Windsor

Short seller allegations against Aphria questioned by Bloomberg

Were Aphria's acquisitions in Latin America and the Caribbean worthless or not? A new report is doubting allegations made against the Leamington cannabis producer.

Bloomberg reporter found assets that a short seller previously had doubts about

Bloomberg reporter Ezra Fieser found the farm in Jamaica that short sellers had doubts about, says Kristine Owram. (Ezra Fieser/Bloomberg)

A recent report is questioning allegations made against Leamington-based cannabis producer Aphria. A short seller called the company's acquisition of Latin American and Caribbean assets "virtually worthless."

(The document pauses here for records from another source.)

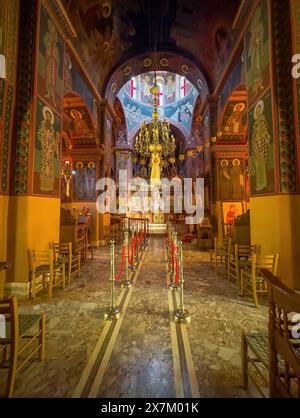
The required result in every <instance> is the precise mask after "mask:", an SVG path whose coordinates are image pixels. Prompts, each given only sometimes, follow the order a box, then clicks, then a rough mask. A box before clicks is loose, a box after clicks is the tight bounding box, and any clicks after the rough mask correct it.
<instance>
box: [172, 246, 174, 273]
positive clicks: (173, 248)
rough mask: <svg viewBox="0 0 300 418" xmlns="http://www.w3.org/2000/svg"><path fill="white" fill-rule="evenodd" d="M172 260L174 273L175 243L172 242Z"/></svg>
mask: <svg viewBox="0 0 300 418" xmlns="http://www.w3.org/2000/svg"><path fill="white" fill-rule="evenodd" d="M171 258H172V269H173V271H174V242H173V241H172V242H171Z"/></svg>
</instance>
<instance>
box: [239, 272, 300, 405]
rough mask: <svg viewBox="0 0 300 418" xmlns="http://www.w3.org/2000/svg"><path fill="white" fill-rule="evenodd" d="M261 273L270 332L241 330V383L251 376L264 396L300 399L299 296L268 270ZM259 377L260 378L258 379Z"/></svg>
mask: <svg viewBox="0 0 300 418" xmlns="http://www.w3.org/2000/svg"><path fill="white" fill-rule="evenodd" d="M261 275H262V277H263V279H264V280H265V282H266V283H267V292H268V299H269V329H268V332H267V331H266V332H257V333H245V332H244V331H243V332H242V386H243V388H244V389H245V390H247V389H248V382H249V378H250V379H251V381H252V382H253V383H254V385H255V387H256V388H257V390H258V391H259V392H260V393H261V395H262V396H263V397H265V396H266V394H265V392H264V391H263V389H262V387H261V383H263V385H264V386H265V387H268V388H269V391H270V396H271V397H285V398H291V397H296V398H300V332H299V331H300V295H299V294H297V293H296V292H294V291H292V290H291V289H289V288H288V287H286V286H285V285H284V284H283V283H281V282H279V280H278V279H277V278H276V277H275V275H274V274H273V273H272V272H271V271H270V270H269V269H262V270H261ZM258 377H259V381H258Z"/></svg>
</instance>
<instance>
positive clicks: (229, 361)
mask: <svg viewBox="0 0 300 418" xmlns="http://www.w3.org/2000/svg"><path fill="white" fill-rule="evenodd" d="M116 253H117V257H116V266H118V265H119V263H120V256H121V254H120V253H121V251H120V249H117V251H116ZM208 260H209V256H208V253H205V252H200V251H199V250H197V249H196V248H194V247H193V246H191V245H188V246H185V247H184V273H185V280H186V282H185V306H186V308H187V309H188V310H189V312H190V314H191V319H192V320H191V323H190V324H189V325H187V326H186V331H185V332H186V337H185V338H186V341H185V345H186V344H188V345H189V347H190V355H189V357H190V358H189V362H190V367H188V369H189V370H192V372H194V375H195V376H194V377H195V379H194V380H195V381H196V382H197V386H198V387H197V391H198V393H199V396H201V397H245V396H257V395H258V394H257V393H256V392H254V391H253V392H252V391H250V392H248V393H246V392H244V391H243V390H242V388H241V386H240V374H241V360H240V337H241V331H242V330H247V331H249V330H265V329H266V327H267V315H268V309H267V306H260V307H259V308H258V309H257V308H255V307H254V305H253V303H252V301H251V299H248V298H241V297H240V296H239V293H238V289H237V287H236V286H235V285H234V284H233V283H231V282H228V281H227V279H226V278H224V277H223V276H222V274H218V275H217V274H216V273H215V272H214V271H211V270H210V266H209V262H208ZM109 268H110V260H109V248H101V249H98V250H97V251H96V257H95V259H94V260H93V261H92V260H89V261H88V262H87V263H86V264H85V265H84V266H83V269H82V276H81V277H80V278H79V279H76V280H73V282H72V284H71V286H70V287H69V288H67V289H65V290H62V289H57V290H56V291H55V292H54V297H53V298H52V299H49V298H47V296H46V295H43V294H42V295H40V296H39V297H38V298H36V299H34V300H31V301H26V302H21V303H20V311H21V312H28V311H32V310H34V311H35V312H41V311H42V312H45V313H46V318H47V322H46V327H47V328H46V329H47V337H46V359H45V361H44V362H42V363H39V362H37V361H36V362H33V363H31V364H29V365H28V366H27V367H26V368H25V369H24V370H23V371H22V372H21V373H20V374H18V376H17V379H16V385H15V397H72V396H74V393H75V390H76V387H77V386H78V384H79V381H80V379H81V376H82V375H83V373H84V371H85V368H86V366H87V363H88V361H89V359H90V357H91V354H92V353H93V350H94V348H95V346H96V345H97V343H98V341H99V338H100V336H101V335H102V333H103V332H104V331H105V327H106V324H107V323H106V322H105V321H104V319H103V313H104V310H105V308H106V307H107V306H108V304H109V288H110V283H109ZM166 276H167V275H166V263H165V249H164V240H163V238H162V237H152V238H151V240H150V242H149V245H148V248H147V250H146V252H145V254H144V258H143V261H142V263H141V266H140V269H139V271H138V273H137V274H136V277H135V285H134V287H133V288H132V289H131V291H130V292H129V293H128V295H127V296H126V295H125V296H126V297H127V299H126V300H127V302H126V303H127V305H128V306H127V308H126V312H125V313H124V317H123V318H122V320H121V322H120V324H119V325H120V327H119V330H118V332H117V331H114V333H115V340H114V342H113V343H111V354H110V356H109V359H108V361H107V364H106V367H105V368H104V369H103V370H102V371H101V373H102V374H103V378H102V379H101V385H100V386H99V388H97V390H96V392H95V397H156V398H175V397H176V396H178V390H177V388H176V378H174V371H175V375H176V368H178V365H177V366H176V350H175V349H174V329H175V326H174V325H172V324H171V322H172V317H171V315H170V305H169V301H168V297H169V293H168V292H169V291H168V290H167V285H166ZM121 292H122V290H121V289H120V288H117V296H118V295H121ZM125 296H124V297H125ZM120 297H121V296H120ZM172 327H173V328H172ZM172 329H173V331H172ZM172 332H173V334H172ZM172 338H173V339H172ZM179 351H180V350H179ZM179 356H180V354H179ZM181 372H182V373H181V374H182V376H183V379H188V378H189V376H188V373H185V372H184V370H183V368H182V367H181ZM1 374H3V373H2V371H0V375H1ZM192 375H193V373H192ZM1 378H2V379H3V376H1ZM0 387H1V385H0ZM185 393H188V391H187V392H185Z"/></svg>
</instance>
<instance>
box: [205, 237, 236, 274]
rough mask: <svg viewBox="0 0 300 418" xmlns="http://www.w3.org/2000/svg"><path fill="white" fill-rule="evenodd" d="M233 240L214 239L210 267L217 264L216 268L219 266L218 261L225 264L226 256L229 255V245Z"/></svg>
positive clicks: (225, 238)
mask: <svg viewBox="0 0 300 418" xmlns="http://www.w3.org/2000/svg"><path fill="white" fill-rule="evenodd" d="M230 246H231V241H230V240H229V239H227V238H225V239H217V238H215V239H214V248H213V249H212V250H210V268H211V269H212V268H213V265H214V266H215V270H217V268H218V263H220V264H224V262H225V259H226V257H228V252H229V247H230Z"/></svg>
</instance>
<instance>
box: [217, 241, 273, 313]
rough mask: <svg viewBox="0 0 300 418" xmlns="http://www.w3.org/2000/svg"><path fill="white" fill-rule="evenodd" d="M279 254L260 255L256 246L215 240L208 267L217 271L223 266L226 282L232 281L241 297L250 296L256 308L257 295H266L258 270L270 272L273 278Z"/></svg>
mask: <svg viewBox="0 0 300 418" xmlns="http://www.w3.org/2000/svg"><path fill="white" fill-rule="evenodd" d="M278 264H279V254H275V255H260V247H259V246H257V245H238V244H233V242H232V239H221V240H218V239H215V242H214V249H213V250H211V251H210V266H211V268H213V267H214V268H215V270H216V271H217V269H218V266H219V265H224V266H225V268H226V272H227V278H228V280H234V281H235V282H236V283H237V285H238V287H239V289H240V291H241V295H242V296H244V295H245V294H250V295H252V297H253V300H254V303H255V306H257V307H258V305H259V301H258V296H259V295H265V294H266V293H267V286H266V281H265V280H264V278H263V277H262V276H261V273H260V270H261V269H263V268H265V269H268V270H270V271H271V272H272V273H273V274H274V275H275V276H276V275H277V273H278Z"/></svg>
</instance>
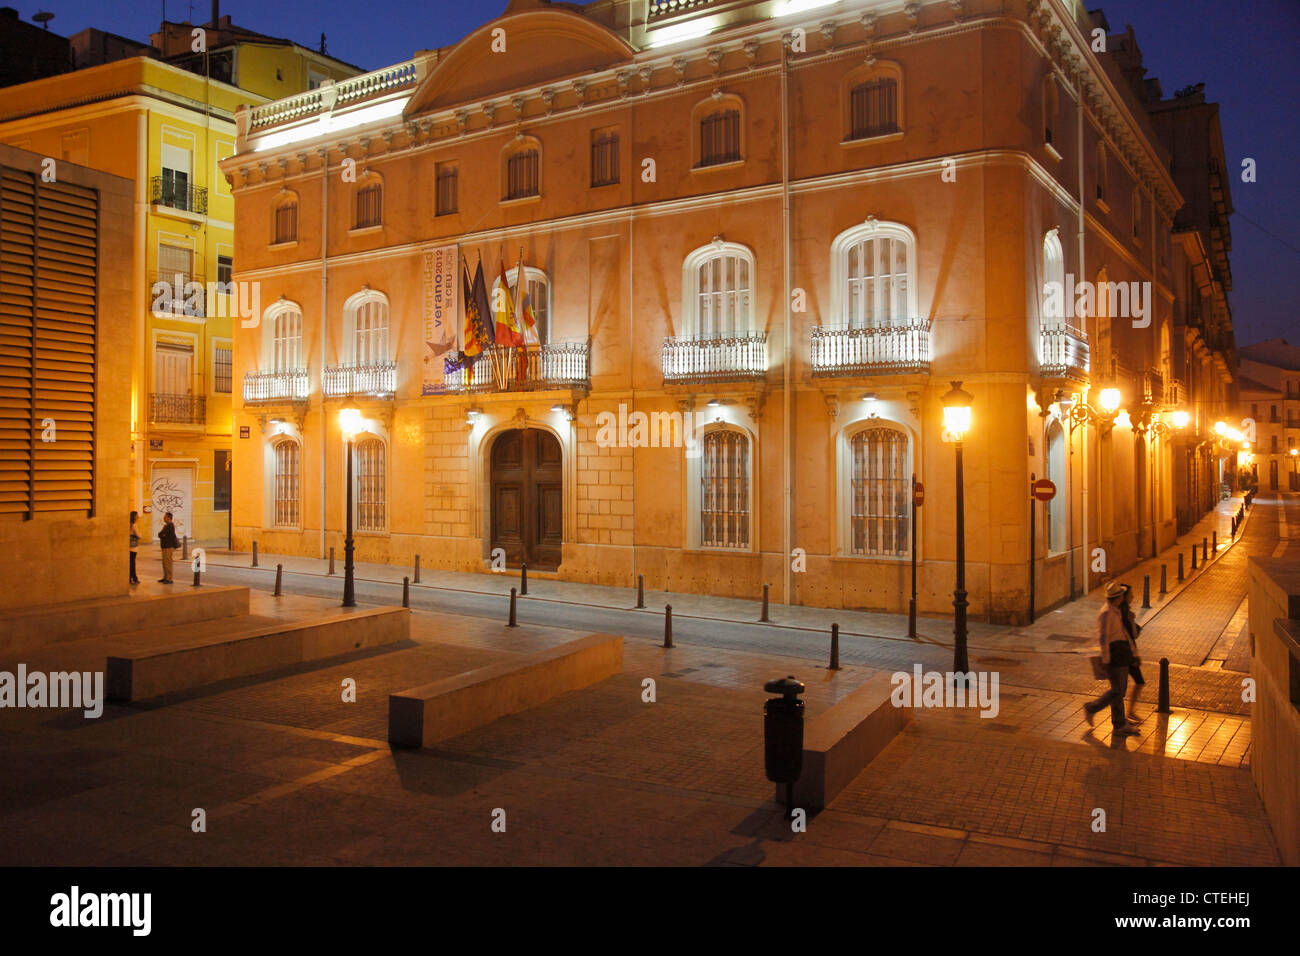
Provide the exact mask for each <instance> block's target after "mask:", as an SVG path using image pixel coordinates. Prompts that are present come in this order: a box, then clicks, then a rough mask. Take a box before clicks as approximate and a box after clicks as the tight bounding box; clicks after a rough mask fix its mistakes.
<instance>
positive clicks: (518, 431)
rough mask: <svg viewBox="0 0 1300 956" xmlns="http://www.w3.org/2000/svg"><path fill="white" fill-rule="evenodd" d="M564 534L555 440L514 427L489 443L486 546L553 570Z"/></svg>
mask: <svg viewBox="0 0 1300 956" xmlns="http://www.w3.org/2000/svg"><path fill="white" fill-rule="evenodd" d="M563 535H564V483H563V460H562V457H560V444H559V441H558V440H556V438H555V436H552V434H551V433H550V432H543V431H541V429H538V428H516V429H513V431H510V432H502V433H500V434H499V436H498V437H497V441H495V442H494V444H493V447H491V549H493V550H495V549H498V548H500V549H504V551H506V563H507V564H510V566H512V567H519V564H520V563H521V562H528V566H529V567H536V568H542V570H547V571H554V570H555V568H558V567H559V564H560V553H562V542H563Z"/></svg>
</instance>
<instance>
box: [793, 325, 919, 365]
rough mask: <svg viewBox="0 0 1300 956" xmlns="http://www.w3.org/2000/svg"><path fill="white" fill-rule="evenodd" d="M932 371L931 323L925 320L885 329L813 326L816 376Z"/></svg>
mask: <svg viewBox="0 0 1300 956" xmlns="http://www.w3.org/2000/svg"><path fill="white" fill-rule="evenodd" d="M928 371H930V323H928V321H927V320H924V319H913V320H909V321H906V323H900V324H897V325H889V326H884V328H870V329H852V328H850V329H846V328H832V326H828V325H818V326H814V329H813V377H815V378H835V377H848V376H862V375H889V373H900V372H904V373H905V372H928Z"/></svg>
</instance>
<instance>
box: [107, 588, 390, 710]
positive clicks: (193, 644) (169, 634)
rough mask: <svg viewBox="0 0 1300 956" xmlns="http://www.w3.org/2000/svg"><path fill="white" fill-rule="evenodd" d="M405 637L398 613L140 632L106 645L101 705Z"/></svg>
mask: <svg viewBox="0 0 1300 956" xmlns="http://www.w3.org/2000/svg"><path fill="white" fill-rule="evenodd" d="M409 637H411V611H409V610H407V609H404V607H377V609H368V610H361V611H350V613H338V614H331V615H330V617H326V618H312V619H307V620H287V622H274V623H270V624H268V623H265V620H264V619H261V620H259V619H250V620H247V622H244V623H243V624H239V623H225V622H212V623H209V624H207V626H204V624H194V626H190V627H187V628H166V630H165V633H160V632H159V631H156V630H155V631H140V632H136V633H133V635H120V636H117V637H114V639H113V644H112V653H110V654H109V657H108V663H107V667H105V676H104V683H105V684H107V688H108V698H109V700H116V701H133V700H147V698H149V697H157V696H160V695H164V693H174V692H177V691H188V689H192V688H196V687H204V685H207V684H214V683H217V682H221V680H230V679H231V678H246V676H251V675H253V674H266V672H269V671H276V670H281V669H283V667H291V666H294V665H299V663H307V662H309V661H324V659H328V658H331V657H338V656H341V654H347V653H350V652H354V650H359V649H361V648H376V646H382V645H386V644H398V643H400V641H404V640H408V639H409Z"/></svg>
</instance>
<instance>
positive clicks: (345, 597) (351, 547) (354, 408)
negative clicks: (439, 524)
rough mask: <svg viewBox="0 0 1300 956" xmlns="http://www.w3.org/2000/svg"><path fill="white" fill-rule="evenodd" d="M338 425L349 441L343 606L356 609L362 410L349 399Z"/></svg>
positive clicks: (339, 413) (345, 437)
mask: <svg viewBox="0 0 1300 956" xmlns="http://www.w3.org/2000/svg"><path fill="white" fill-rule="evenodd" d="M338 425H339V428H341V429H343V437H344V438H346V440H347V537H346V538H344V540H343V606H344V607H356V584H355V580H354V575H352V438H354V437H355V436H356V433H357V432H360V431H361V410H360V408H357V407H356V403H355V402H354V401H352V399H351V398H348V399H347V401H346V402H343V407H342V408H339V411H338Z"/></svg>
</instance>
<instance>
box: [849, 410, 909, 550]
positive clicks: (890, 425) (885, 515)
mask: <svg viewBox="0 0 1300 956" xmlns="http://www.w3.org/2000/svg"><path fill="white" fill-rule="evenodd" d="M849 455H850V479H849V480H850V494H849V523H850V527H849V546H850V549H852V553H853V554H865V555H881V557H902V555H906V554H907V553H909V549H910V546H911V542H910V527H909V520H910V502H911V475H910V472H909V471H907V436H906V434H905V433H904V432H902V431H900V429H897V428H893V427H891V425H885V424H874V425H871V427H868V428H865V429H862V431H861V432H857V433H855V434H854V436H853V437H852V438H849Z"/></svg>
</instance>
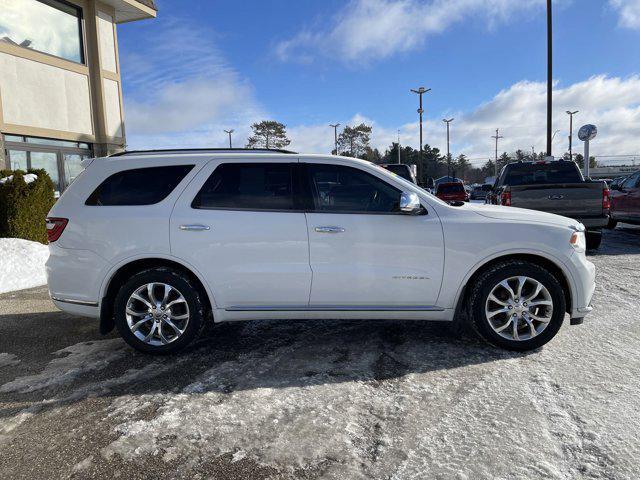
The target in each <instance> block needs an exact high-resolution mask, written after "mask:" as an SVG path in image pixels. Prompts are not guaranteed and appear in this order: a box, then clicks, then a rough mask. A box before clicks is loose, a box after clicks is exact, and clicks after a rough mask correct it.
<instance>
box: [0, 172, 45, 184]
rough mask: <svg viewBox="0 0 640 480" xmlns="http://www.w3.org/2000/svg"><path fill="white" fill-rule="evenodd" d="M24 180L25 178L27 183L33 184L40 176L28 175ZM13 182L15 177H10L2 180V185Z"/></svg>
mask: <svg viewBox="0 0 640 480" xmlns="http://www.w3.org/2000/svg"><path fill="white" fill-rule="evenodd" d="M22 178H24V182H25V183H31V182H34V181H36V180H37V179H38V176H37V175H36V174H35V173H27V174H25V175H24V176H23V177H22ZM11 181H13V175H9V176H8V177H4V178H0V183H7V182H11Z"/></svg>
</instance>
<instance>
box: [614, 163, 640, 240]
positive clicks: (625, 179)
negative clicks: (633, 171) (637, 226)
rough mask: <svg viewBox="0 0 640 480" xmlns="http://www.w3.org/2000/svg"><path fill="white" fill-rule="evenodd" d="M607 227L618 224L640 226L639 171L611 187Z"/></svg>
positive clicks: (639, 182)
mask: <svg viewBox="0 0 640 480" xmlns="http://www.w3.org/2000/svg"><path fill="white" fill-rule="evenodd" d="M609 215H610V220H609V224H608V227H609V228H615V227H616V225H617V224H618V222H625V223H634V224H640V171H638V172H635V173H633V174H632V175H630V176H628V177H626V178H625V179H624V181H622V182H620V183H619V184H616V185H613V184H612V187H611V212H610V214H609Z"/></svg>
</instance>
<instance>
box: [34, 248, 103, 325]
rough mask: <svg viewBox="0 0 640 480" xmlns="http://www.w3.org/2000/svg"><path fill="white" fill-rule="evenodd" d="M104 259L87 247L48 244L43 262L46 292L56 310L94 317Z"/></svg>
mask: <svg viewBox="0 0 640 480" xmlns="http://www.w3.org/2000/svg"><path fill="white" fill-rule="evenodd" d="M106 265H107V262H106V261H105V260H104V259H103V258H102V257H100V256H99V255H97V254H95V253H93V252H90V251H88V250H80V249H70V248H62V247H59V246H58V245H56V244H55V243H53V244H49V259H48V260H47V263H46V272H47V283H48V284H49V295H51V299H52V300H53V303H54V304H55V305H56V307H58V308H59V309H60V310H63V311H65V312H68V313H73V314H75V315H82V316H88V317H98V316H99V311H100V309H99V308H98V302H99V298H100V293H99V292H100V286H101V283H102V282H101V281H102V276H101V274H102V272H103V271H104V269H105V267H106Z"/></svg>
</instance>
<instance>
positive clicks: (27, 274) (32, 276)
mask: <svg viewBox="0 0 640 480" xmlns="http://www.w3.org/2000/svg"><path fill="white" fill-rule="evenodd" d="M47 258H49V247H47V246H46V245H42V244H41V243H38V242H31V241H29V240H22V239H21V238H0V293H6V292H12V291H14V290H22V289H24V288H31V287H37V286H38V285H44V284H45V283H47V278H46V275H45V271H44V263H45V262H46V261H47Z"/></svg>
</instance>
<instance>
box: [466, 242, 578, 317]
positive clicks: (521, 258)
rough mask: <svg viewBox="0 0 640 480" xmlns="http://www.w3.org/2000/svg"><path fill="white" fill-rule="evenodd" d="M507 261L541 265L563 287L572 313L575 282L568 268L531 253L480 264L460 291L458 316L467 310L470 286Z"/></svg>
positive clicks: (478, 263)
mask: <svg viewBox="0 0 640 480" xmlns="http://www.w3.org/2000/svg"><path fill="white" fill-rule="evenodd" d="M505 260H522V261H527V262H530V263H534V264H536V265H539V266H541V267H543V268H545V269H547V270H548V271H549V273H551V274H552V275H553V276H554V277H556V279H557V280H558V282H560V285H562V290H563V293H564V298H565V303H566V311H567V312H568V313H571V309H572V305H573V303H572V302H573V298H574V297H575V295H576V292H575V291H574V286H573V282H572V281H571V275H570V273H569V272H568V271H567V270H566V268H565V267H564V266H563V265H562V263H561V262H560V261H558V260H557V259H553V258H549V257H547V256H544V255H541V254H539V253H530V252H522V253H520V252H517V253H516V252H514V253H507V254H502V255H498V256H494V257H490V258H488V259H485V260H483V261H481V262H479V263H478V264H477V265H476V266H475V267H474V268H473V269H472V270H471V271H470V272H469V273H468V274H467V276H466V278H465V280H464V281H463V282H462V286H461V287H460V290H459V291H458V294H457V296H456V302H455V304H454V305H455V306H456V309H455V312H456V316H458V314H460V313H462V312H463V311H464V309H465V305H466V304H467V300H468V297H469V294H470V293H471V289H470V288H467V287H468V286H469V285H471V284H473V281H474V280H475V279H476V278H478V277H479V276H480V275H482V273H483V272H485V271H486V270H488V269H489V268H491V267H492V266H493V265H496V264H497V263H501V262H504V261H505Z"/></svg>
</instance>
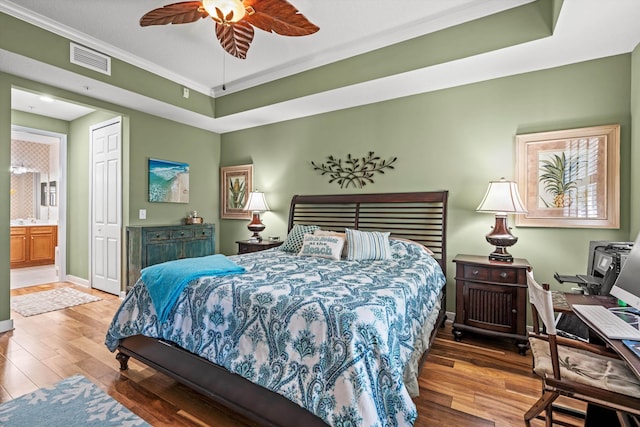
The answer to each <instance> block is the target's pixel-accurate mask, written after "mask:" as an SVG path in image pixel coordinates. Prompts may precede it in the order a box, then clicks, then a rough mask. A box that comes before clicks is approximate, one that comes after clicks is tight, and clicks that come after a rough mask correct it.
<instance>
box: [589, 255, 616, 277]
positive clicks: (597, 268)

In December, short seller Quintessential Capital Management published a report, accusing the company of making those purchases to only benefit insiders.

"In most instances, the entities acquired by Aphria exhibit little or no sales and operating activity, minimal assets and questionable corporate governance," the report said, detailing a visit to an 'herb house' in Jamaica that did not appear operational. 

Bloomberg is now questioning those suspicions after reporter Ezra Fieser found an operating farm in Jamaica, with about 2,500 kilograms of dried flower in inventory and 300 cannabis plants.

Fieser also found a well-marked cannabis retail shop.

Leamington-based Aphria was accused of purchasing assets that are 'virtually worthless.' (Evan Mitsui/CBC)

"Our reporter was able to find it, said it was quite clearly marked above the pizza shop in Kingston," said Kristine Owram, Toronto-based business reporter for Bloomberg.

"It was all set up with shelving and that sort of thing, but had not opened for sales."

She addressed the short seller's report about how cannabis sales aren't licensed yet in Jamaica, saying the country has put forward a bill in legislature and it could be approved "as soon as this year."

Another discrepancy Owram mentioned was Aphria's evaluation versus the short-seller's when it comes to the monetary value.

While the short seller said it totalled $280 million, Aphria's number was much lower at $193 million.  SOL Global Investments Corp., the seller, said it was actually worth $298 million when it closed.

Owram said analysts from Scotiabank said it makes more sense to look at Aphria's number, because "that was what Aphria thought at the time it would be paying."

Compared to other Canadian cannabis companies and their acquisitions in Latin America, Owram said the analysts deem Aphria's purchase "quite reasonable, or even relatively cheap."

Aphria has appointed a new independent chair for the board of directors, replacing CEO Vic Neufeld, remains as CEO. (Chris Ensing/CBC)

After the report was released last month, Aphria's stock price plummeted, falling to as low as $5 per share.

The allegations have sparked a number of lawsuits against the cannabis producer. A U.S. company called Green Growth Brands has also proposed a hostile takeover of Aphria.

Owram said that offer is strange because Green Growth "is a much, much smaller company than Aphria."

The offer is not yet official, but she said there's an indication that a firm offer will be presented as soon as next week.

Bloomberg's article was published Jan. 5. Aphria's stock price closed at $8.07 on Jan. 4 and it has climbed since then, closing at $8.92 on Jan. 9.